Solution for injection

Hydrochloride for injection is a powder of a medicinal product, including the active substance and its pharmaceutically acceptable salts in a dosage of 0.1-0.5 g.

Specific formulations are shown in table 9.

Table 9 Components Amount ml 1 2 3 compound of formula (I), g 0.1 0.2 0.5 Solvent Acceptable Solvent 5 ^- Acceptable Solvent ^- 5 Acceptable Solvent 5

An experiment on animals (rabbits) showed that about 50% of this compound is found unchanged in the products of their vital activity. Biological tests of hydrochloride (I) showed that its effect on humoral immunity when administered orally is slightly higher than that of compound (B), whereas with parenteral administration the same effect is achieved when 8 times lower doses of hydrochloride are administered.

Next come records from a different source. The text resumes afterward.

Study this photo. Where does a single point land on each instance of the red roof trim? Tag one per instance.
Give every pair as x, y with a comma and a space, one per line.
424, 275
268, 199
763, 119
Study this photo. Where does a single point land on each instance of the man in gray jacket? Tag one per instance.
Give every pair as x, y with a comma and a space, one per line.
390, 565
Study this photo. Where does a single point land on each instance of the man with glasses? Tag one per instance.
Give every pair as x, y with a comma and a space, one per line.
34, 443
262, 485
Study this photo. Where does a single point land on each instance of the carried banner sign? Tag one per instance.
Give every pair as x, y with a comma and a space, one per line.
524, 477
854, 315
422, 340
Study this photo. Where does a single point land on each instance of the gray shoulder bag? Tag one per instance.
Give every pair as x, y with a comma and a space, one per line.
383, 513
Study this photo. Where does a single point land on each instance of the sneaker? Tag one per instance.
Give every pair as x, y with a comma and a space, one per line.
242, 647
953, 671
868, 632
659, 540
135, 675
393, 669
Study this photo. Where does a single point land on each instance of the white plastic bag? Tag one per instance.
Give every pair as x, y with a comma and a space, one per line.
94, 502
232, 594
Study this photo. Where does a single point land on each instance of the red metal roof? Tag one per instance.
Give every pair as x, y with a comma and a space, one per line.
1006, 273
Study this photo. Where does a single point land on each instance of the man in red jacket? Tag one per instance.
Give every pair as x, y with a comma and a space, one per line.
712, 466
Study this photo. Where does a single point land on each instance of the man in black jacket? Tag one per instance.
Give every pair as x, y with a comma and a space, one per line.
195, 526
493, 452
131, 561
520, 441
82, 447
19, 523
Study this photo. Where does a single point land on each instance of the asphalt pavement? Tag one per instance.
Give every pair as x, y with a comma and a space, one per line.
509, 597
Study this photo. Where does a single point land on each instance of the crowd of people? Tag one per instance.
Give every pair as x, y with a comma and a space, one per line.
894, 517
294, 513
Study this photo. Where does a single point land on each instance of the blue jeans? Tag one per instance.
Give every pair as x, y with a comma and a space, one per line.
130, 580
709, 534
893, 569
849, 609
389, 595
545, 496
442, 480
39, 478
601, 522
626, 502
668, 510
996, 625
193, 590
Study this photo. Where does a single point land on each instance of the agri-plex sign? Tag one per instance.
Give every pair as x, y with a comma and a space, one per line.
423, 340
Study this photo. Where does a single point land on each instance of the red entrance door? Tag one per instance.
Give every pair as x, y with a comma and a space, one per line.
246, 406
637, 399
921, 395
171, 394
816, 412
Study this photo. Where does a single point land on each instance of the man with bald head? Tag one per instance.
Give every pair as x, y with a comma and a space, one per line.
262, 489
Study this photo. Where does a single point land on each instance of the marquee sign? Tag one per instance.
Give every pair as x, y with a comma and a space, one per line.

The hydrochloride compared with the above compound (B) showed antimicrobial activity, in the case of B. cereus - bactericidal, and in the case of St. aureus - bacteriostatic, as evidenced by the data in table 10.

Claims (3)

1. 6-Alkyl-5- (2-isonicotinoylsulfohydrazoyl) uracil hydrochloride of the general formula (I)

where R is alkyl with 1-4 carbon atoms. 2. The hydrochloride salt according to claim 1, exhibiting antimycobacterial and immunotropic activity. 3. A pharmaceutical composition having antimycobacterial and immunotropic activity, comprising an active substance and target additives, characterized in that it contains 6-alkyl-5- (2-isonicotinoylsulfohydrazoyl) uracil hydrochloride of the general formula (I) according to claim 1 in claim 1 as an active substance effective amount.